They were all drunk
- The Letters of Rudyard Kipling. Vol I: 1872-1889 edited by Thomas Pinney
Macmillan, 386 pp, £45.00, November 1990, ISBN 0 333 36086 9
- The Letters of Rudyard Kipling. Vol II: 1890-1899 edited by Thomas Pinney
Macmillan, 386 pp, £45.00, November 1990, ISBN 0 333 36087 7
If it still needs to be proved that Kipling’s realism was highly intermittent, those lines from his last years should do the job. His correspondence was sure to reach biographers and editors in the end. He could hamper, but not stop them. Ever since the launch of the Kipling rocket more than forty years earlier he had been far too famous for his letters to have been thrown away. At 24 he had not been six months in London before the Times had devoted a leader to his work. In that year, 1890, Henry James had termed him ‘the star of the hour’; R.L. Stevenson had pronounced him ‘too clever to live’; and Tennyson had judged him ‘the only one ... with the divine fire’. Nine years later, news of his illness had taken precedence in London over that of the Pope. Professor Pinney has access to some 6300 letters, drawn from 138 collections and 135 printed sources.
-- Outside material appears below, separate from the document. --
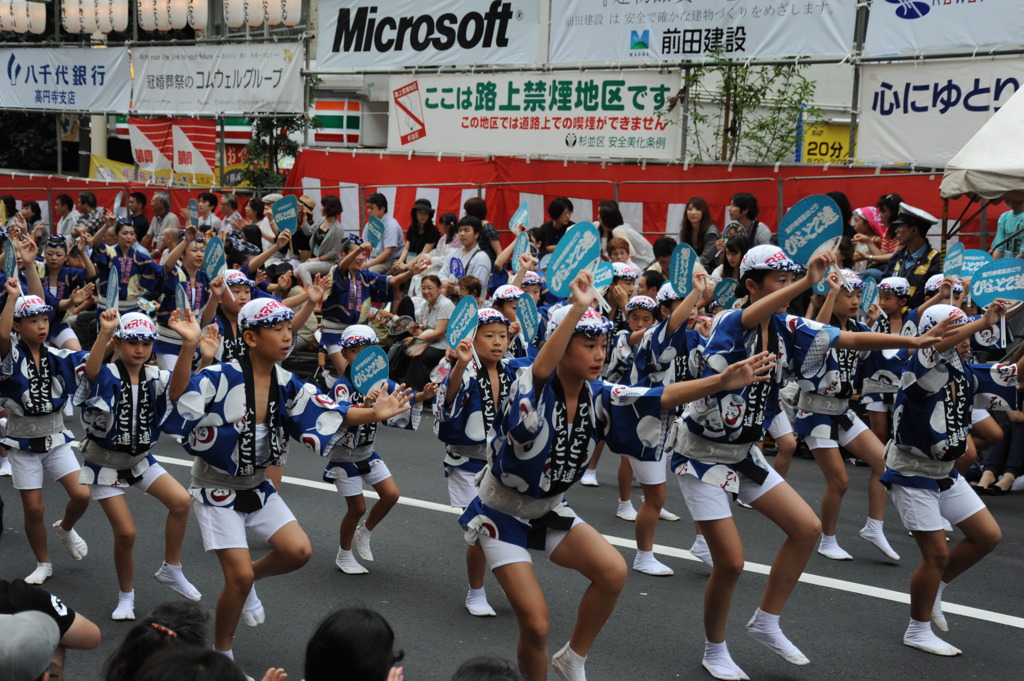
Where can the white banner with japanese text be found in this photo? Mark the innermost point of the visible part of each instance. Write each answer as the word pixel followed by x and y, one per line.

These two volumes which end in 1899 contain 459 letters of the 1333 available for the period. The hampering process is evident throughout. Kipling is believed to have destroyed his correspondence with his parents and with Burne-Jones, and most of his inward mail. His letters to his wife and to her mother have disappeared, almost certainly by his wife’s hand; and his daughter, Mrs Bambridge, ordered the destruction of her mother’s diaries. His wife and daughter were, however, custodians in their own fashion. They strove to eliminate the traces of his private life – but the Kipling collection in the University of Sussex results largely from their work. The late C.E. Carrington was allowed to make extracts from Caroline Kipling’s diaries for his biography. Moreover, although the letters to Mrs Edmonia Hill were bought and destroyed, they had been copied, however inaccurately. These copies have survived and are invaluable for Kipling’s last two years in India. All this destruction did not prevent views of Kipling being obtainable from his private writings. It merely ensured that the views obtained would be subject to some distortion.
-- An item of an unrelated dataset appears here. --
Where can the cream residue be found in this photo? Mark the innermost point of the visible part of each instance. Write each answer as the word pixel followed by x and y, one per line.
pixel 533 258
Professor Pinney’s exemplary editing reduces distortion to a minimum. His prodigious learning, never flaunted, embraces every source, with a few exceptions such as the Balliol College Register and one or two Latin texts. His selection is judicious. ‘I have regarded,’ he writes, ‘any letter that discusses a question of Kipling’s art’ as having ‘a special claim to inclusion ... I have ... tried through my notes to provide a sufficient biographical context for the letters to be read connectedly ... I have not, as a rule, allowed myself to annotate ... the implicit references.’ In one or two cases this admirable restraint seems to have been taken to the point where help is denied to the reader. For instance, writing to Brander Matthews on 13 December 1894 Kipling returned, and commented on, a letter from Theodore Roosevelt to Matthews about ‘A Walking Delegate’. Nothing is said about the Roosevelt letter, although it is included in the first volume of Morison’s Roosevelt Letters and shows vividly how far Kipling’s politics diverged from those of his hero. Professor Pinney should be asked, as he toils at later volumes, to curb his urge for self-effacement.